Hey guys,
I am a beginner to Deep Learning and am learning by following various tutorials that are available online. For the sake of practicing, I am trying to build a simple wine-quality algorithm and I am getting the following error:
File "<ipython-input-25-424cf38562b6>", line 19, in <module>
grid_search.fit(X_train, y_train)
File "C:\Users\kashy\Anaconda3\lib\site-packages\sklearn\model_selection\_search.py", line 722, in fit
self._run_search(evaluate_candidates)
File "C:\Users\kashy\Anaconda3\lib\site-packages\sklearn\model_selection\_search.py", line 1191, in _run_search
evaluate_candidates(ParameterGrid(self.param_grid))

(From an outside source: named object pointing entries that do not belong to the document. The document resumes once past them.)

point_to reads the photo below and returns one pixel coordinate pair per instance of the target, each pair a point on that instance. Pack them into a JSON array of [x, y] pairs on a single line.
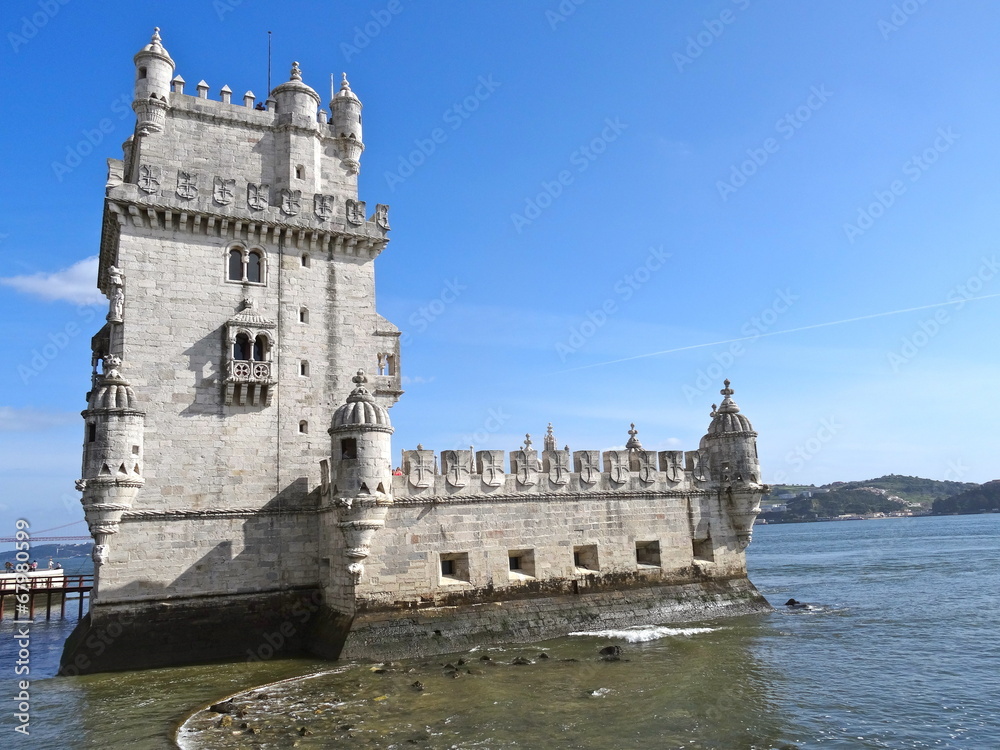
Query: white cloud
[[75, 284], [32, 420]]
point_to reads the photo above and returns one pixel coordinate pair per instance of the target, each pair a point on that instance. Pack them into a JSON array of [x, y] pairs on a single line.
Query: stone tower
[[238, 261]]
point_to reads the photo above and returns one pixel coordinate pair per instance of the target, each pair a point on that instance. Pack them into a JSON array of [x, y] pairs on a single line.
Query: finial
[[633, 442]]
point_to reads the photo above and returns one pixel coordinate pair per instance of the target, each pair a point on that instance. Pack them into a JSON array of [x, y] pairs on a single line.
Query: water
[[898, 649]]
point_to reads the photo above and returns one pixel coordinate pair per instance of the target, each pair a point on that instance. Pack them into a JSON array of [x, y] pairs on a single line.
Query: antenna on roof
[[269, 65]]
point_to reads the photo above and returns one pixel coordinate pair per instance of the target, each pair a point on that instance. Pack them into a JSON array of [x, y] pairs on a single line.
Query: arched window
[[254, 264], [235, 265], [260, 348], [241, 347]]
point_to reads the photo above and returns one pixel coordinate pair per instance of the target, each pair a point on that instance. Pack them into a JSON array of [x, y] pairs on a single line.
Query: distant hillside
[[982, 499], [893, 493], [914, 489], [75, 558]]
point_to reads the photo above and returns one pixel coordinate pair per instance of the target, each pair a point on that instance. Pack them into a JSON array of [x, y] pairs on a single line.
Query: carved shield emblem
[[696, 464], [557, 466], [647, 466], [586, 463], [616, 464], [187, 185], [223, 191], [382, 216], [456, 467], [490, 465], [257, 195], [419, 468], [149, 179], [291, 201], [323, 206], [355, 212], [524, 464]]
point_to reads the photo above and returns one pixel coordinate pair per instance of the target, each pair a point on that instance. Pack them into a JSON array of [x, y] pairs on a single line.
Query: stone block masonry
[[237, 471]]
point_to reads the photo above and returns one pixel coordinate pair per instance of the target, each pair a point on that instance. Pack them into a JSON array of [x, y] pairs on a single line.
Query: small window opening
[[235, 265], [648, 553], [454, 567], [585, 558], [241, 347], [702, 550], [521, 564], [254, 268], [348, 448]]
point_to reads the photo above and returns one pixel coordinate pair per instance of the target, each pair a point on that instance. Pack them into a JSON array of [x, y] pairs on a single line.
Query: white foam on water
[[644, 633]]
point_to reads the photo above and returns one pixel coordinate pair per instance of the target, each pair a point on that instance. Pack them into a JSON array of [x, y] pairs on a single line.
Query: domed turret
[[731, 444], [361, 449], [153, 71], [112, 454], [296, 98], [345, 108]]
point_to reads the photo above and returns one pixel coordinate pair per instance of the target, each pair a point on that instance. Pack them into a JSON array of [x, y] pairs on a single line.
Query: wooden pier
[[46, 588]]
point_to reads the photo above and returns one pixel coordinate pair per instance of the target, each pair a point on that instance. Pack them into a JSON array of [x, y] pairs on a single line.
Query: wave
[[641, 634]]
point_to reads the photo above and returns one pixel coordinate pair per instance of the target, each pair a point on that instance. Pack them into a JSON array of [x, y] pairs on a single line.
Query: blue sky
[[587, 197]]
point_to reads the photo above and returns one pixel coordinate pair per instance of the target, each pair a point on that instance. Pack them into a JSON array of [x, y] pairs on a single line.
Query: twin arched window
[[246, 265], [244, 349]]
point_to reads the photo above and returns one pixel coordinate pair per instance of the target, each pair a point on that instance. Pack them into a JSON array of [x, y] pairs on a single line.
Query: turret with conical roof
[[112, 454], [345, 109], [153, 71]]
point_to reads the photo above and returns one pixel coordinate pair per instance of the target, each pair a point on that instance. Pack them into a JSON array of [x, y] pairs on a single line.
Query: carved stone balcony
[[250, 382]]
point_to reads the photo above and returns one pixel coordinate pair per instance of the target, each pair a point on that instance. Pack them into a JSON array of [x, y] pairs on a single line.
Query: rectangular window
[[585, 558], [647, 554], [521, 564], [348, 448], [454, 567]]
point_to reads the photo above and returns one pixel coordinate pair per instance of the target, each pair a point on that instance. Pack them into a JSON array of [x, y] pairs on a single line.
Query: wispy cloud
[[74, 284], [32, 420]]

File "C:\Users\kashy\Anaconda3\lib\site-packages\sklearn\model_selection\_search.py", line 711, in evaluate_candidates
cv.split(X, y, groups)))
File "C:\Users\kashy\Anaconda3\lib\site-packages\sklearn\externals\joblib\parallel.py", line 983, in __call__
if self.dispatch_one_batch(iterator):
File "C:\Users\kashy\Anaconda3\lib\site-packages\sklearn\externals\joblib\parallel.py", line 825, in dispatch_one_batch
self._dispatch(tasks)
File "C:\Users\kashy\Anaconda3\lib\site-packages\sklearn\externals\joblib\parallel.py", line 782, in _dispatch
job = self._backend.apply_async(batch, callback=cb)
File "C:\Users\kashy\Anaconda3\lib\site-packages\sklearn\externals\joblib\_parallel_backends.py", line 182, in apply_async
result = ImmediateResult(func)
File "C:\Users\kashy\Anaconda3\lib\site-packages\sklearn\externals\joblib\_parallel_backends.py", line 545, in __init__
self.results = batch()
File "C:\Users\kashy\Anaconda3\lib\site-packages\sklearn\externals\joblib\parallel.py", line 261, in __call__
for func, args, kwargs in self.items]
File "C:\Users\kashy\Anaconda3\lib\site-packages\sklearn\externals\joblib\parallel.py", line 261, in <listcomp>
for func, args, kwargs in self.items]
File "C:\Users\kashy\Anaconda3\lib\site-packages\sklearn\model_selection\_validation.py", line 568, in _fit_and_score
test_scores = _score(estimator, X_test, y_test, scorer, is_multimetric)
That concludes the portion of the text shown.